The MCP Tool Surface

The deployed Cloudflare Worker MCP server exposes five tools over Streamable HTTP:

backup_session – Receives a Claude Cowork project session transcript as JSONL plus a project name and session ID. Deduplicates by content hash. Writes raw JSONL to Cloudflare R2, indexed text to Cloudflare R2, upserts metadata to Cloudflare D1, triggers Cloudflare AI Search sync.

search_sessions – Takes a natural-language query. Calls search() on Cloudflare AI Search (not aiSearch() – the ranked-chunk retrieval path, not the LLM-synthesis path). Groups chunk results back into session-level hits. Cheaper and faster than synthesis for this use case.

list_projects – Queries Cloudflare D1 for all project slugs and their session counts. Fast because it hits the metadata index, not Cloudflare R2.

list_sessions – Lists Claude Cowork project sessions within a project with timestamps, word counts, and sync status. Also from Cloudflare D1.

get_session – Reads raw JSONL from Cloudflare R2 and paginates by line count. Claude Code warns on MCP outputs over 10K tokens, so this tool accepts max_lines and offset params.

Read tools carry readOnlyHint: true and backup_session carries idempotentHint: true. Low-effort annotations that let MCP clients auto-approve safe calls.

The Cross-Model Review That Improved the Plan

Before handing off to Codex, I sent the entire plan to GPT-5.4 via the Codex MCP bridge for an independent review. This was a deliberate cross-model peer review – a pattern I first described in an earlier post on dual-AI consultation and used again when building the MCP bridge itself. Here it caught several real gaps:

Cloudflare AI Search sync latency. The plan assumed near-real-time indexing. The actual default is a 6-hour cycle. Cloudflare’s manual sync API exists and works, but has a 30-second cooldown between calls. The Cloudflare Worker now treats sync_in_cooldown responses as pending status rather than error, and retries on the next backup.

search() vs aiSearch(). The TDD originally used aiSearch(), which invokes an LLM synthesis step on top of retrieval. For session lookup, you want ranked chunks, not an AI-generated answer. search() is the right call. Cost and latency both drop.

Cloudflare D1 as a metadata index. I proposed Cloudflare D1 during the review discussion; GPT-5.4 independently confirmed it. Cloudflare R2’s flat namespace requires prefix-based listing, which is slow for large session counts. Cloudflare D1 gives fast sorted queries, content-hash dedup, and index-state tracking in the same row.

Tool annotations, pagination, input validation, constant-time auth. All caught in the review, all included in v1.

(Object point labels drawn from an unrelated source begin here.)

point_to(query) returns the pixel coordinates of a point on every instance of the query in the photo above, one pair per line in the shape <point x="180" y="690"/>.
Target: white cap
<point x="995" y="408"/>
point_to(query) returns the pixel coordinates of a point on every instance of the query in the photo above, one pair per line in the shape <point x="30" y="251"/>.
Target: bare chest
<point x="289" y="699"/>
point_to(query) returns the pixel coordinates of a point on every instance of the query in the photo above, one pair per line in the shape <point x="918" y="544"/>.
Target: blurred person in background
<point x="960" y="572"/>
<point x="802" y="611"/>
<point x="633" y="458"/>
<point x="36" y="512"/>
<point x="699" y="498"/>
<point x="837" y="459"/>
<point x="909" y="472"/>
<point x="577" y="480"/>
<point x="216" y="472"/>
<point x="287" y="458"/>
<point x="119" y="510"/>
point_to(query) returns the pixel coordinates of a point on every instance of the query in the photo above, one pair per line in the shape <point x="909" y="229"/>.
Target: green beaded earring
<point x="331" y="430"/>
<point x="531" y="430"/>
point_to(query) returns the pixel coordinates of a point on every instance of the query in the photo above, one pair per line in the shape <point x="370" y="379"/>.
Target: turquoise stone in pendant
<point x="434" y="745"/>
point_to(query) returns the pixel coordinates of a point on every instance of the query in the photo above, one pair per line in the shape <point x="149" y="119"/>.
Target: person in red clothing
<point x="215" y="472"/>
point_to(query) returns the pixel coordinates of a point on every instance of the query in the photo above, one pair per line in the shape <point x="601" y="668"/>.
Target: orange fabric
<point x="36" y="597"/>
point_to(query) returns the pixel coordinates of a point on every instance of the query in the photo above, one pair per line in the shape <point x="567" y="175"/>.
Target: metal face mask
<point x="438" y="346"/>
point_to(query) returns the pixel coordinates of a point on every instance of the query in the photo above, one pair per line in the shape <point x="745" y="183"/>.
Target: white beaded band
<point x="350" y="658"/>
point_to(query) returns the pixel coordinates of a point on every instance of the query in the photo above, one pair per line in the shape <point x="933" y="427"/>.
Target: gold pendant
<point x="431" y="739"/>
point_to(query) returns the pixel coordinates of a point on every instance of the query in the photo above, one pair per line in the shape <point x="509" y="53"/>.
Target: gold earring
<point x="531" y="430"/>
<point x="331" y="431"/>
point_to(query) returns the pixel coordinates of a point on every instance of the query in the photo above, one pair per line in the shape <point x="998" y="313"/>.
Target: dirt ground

The ADR was the only document that came through unchanged. Every other doc had revisions based on findings from that session.

The Plugin: MCP + Skill Bundled

The deliverable is a Cowork plugin – a Cloudflare Worker MCP server and a companion skill packaged together. Each part does something the other cannot.

The MCP server (the Cloudflare Worker) handles all the cloud-side work: receiving Claude Cowork project session JSONL, writing it to Cloudflare R2, indexing it for Cloudflare AI Search, querying search, and returning results. It runs remotely and is always available to any project that has the bearer token.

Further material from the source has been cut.